Submitted to: Agronomy Journal
Publication Type: Peer reviewed journal
Publication Acceptance Date: 10/24/2006
Publication Date: 4/1/2007
Citation: White, J.W., Boote, K.J., Hoogenboom, G., Jones, P.G. 2007. Regression-based evaluation of ecophysiological models. Agronomy Journal 99: 419-427. Interpretive Summary: Ecophysiological models of crops are increasingly used as tools both for research and to guide decisions by growers. Models find use in irrigation management, designing better cultivars, predicting potential impacts of global change, and numerous other fields. It is often difficult to know whether a model is suitable for a particular use, even when large sets of field data are available for model testing. The most widely used statistical tests for judging models have problems and are often misapplied. This paper explains how slightly more complex analyses, which use a technique called “multiple regression” to account for effects of experiments, cultivars or other sources of variation can provide researchers with more reliable estimates of the utility of a model and furthermore, suggest priorities for model improvement. In this study, the CSM-CROPGRO-Soybean model was evaluated, testing for effects of environment, cultivars, and environmental conditions such as temperature or daylength. When applied to 28 data sets for soybean, representing 11 locations and 17 cultivars (giving a total 113 treatment combinations), the regressions showed that the model simulated days to anthesis and grain yield well for a wide range of environmental conditions and associated yield levels. Differences among environments represented a larger portion of unexplained variation than did differences among cultivars. Thus, the model might be improved be examining how it describes soybean response to environment rather than how it describes cultivar differences. Alternatively, there may be problems with the input data for soil or weather conditions during the experiments. Use of multiple regression should lead to better matching of models to practical applications and help identify aspects of models that require improvement.
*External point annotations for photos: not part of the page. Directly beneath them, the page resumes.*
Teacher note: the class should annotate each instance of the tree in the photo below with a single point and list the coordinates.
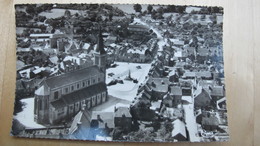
(138, 8)
(110, 16)
(67, 14)
(150, 8)
(181, 9)
(171, 8)
(30, 9)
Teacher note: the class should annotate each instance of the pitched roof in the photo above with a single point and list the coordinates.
(217, 91)
(175, 90)
(83, 118)
(74, 76)
(178, 128)
(159, 84)
(211, 121)
(84, 93)
(58, 104)
(120, 111)
(79, 95)
(105, 118)
(43, 90)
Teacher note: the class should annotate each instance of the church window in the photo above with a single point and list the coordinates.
(56, 95)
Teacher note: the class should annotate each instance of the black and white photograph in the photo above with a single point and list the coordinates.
(120, 72)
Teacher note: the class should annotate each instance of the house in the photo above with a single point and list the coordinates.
(210, 122)
(138, 29)
(123, 118)
(173, 98)
(202, 98)
(61, 97)
(221, 104)
(157, 87)
(217, 92)
(179, 130)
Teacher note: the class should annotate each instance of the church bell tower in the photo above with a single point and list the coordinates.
(100, 53)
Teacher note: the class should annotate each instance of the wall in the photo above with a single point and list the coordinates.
(241, 55)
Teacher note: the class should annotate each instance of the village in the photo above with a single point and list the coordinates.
(97, 72)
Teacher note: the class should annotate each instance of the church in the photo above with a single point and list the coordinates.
(61, 97)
Ultimately, growers, policy makers and other stakeholders will benefit from more reliable predictions of how crops respond to management or to external factors such as changing climate.
Technical Abstract: Ecophysiological models of crops are increasingly used as research and decision support tools for topics ranging from precision agriculture to global change. It is often difficult to assess how suitable a model is for a particular application, even when large sets of field data are readily available for testing the model. Basic procedures for model evaluation have been widely published but have deficiencies. Many techniques rely on bivariate linear regressions between observed and simulated values of a trait. Bivariate regressions assume statistical independence among all observed values, but field observations often have dependencies if they originate from series of experiments or involve experiments using nested designs (e.g., with split plots). By representing effects of experiments, cultivars or other sources of variation as factors, linear regression models can specify expected dependencies, permitting analyses that are statistically more rigorous and provide more insights into model performance. The goal of this study was to evaluate the CSM-CROPGRO-Soybean model using regressions that included environment and cultivars as factors as well as continuous variables such as temperature or daylength. When applied to 28 data sets for soybean (Glycine max. (L.) Merr.), representing 11 locations and 17 cultivars (giving a total 113 treatment combinations), the regressions showed that the model simulated days to anthesis and grain yield well for a wide range of environmental conditions and associated yield levels. Differences among environments represented a larger portion of unexplained variation than did differences among cultivars. This suggests that further improvements in the model should be sought in crop response to environment rather than in representing cultivars, or alternatively, that description of environments such as soil profiles or daily weather are more problematic than characterizing cultivars. The sub-model for photosynthesis that scales leaf-level values to canopy resulted in more accurate simulations of grain yield than the simpler canopy-level sub-model. Multiple regression is a valuable tool for analyzing crop models, allowing diverse tests that are much more informative than bi-variate comparisons of observed and simulated data.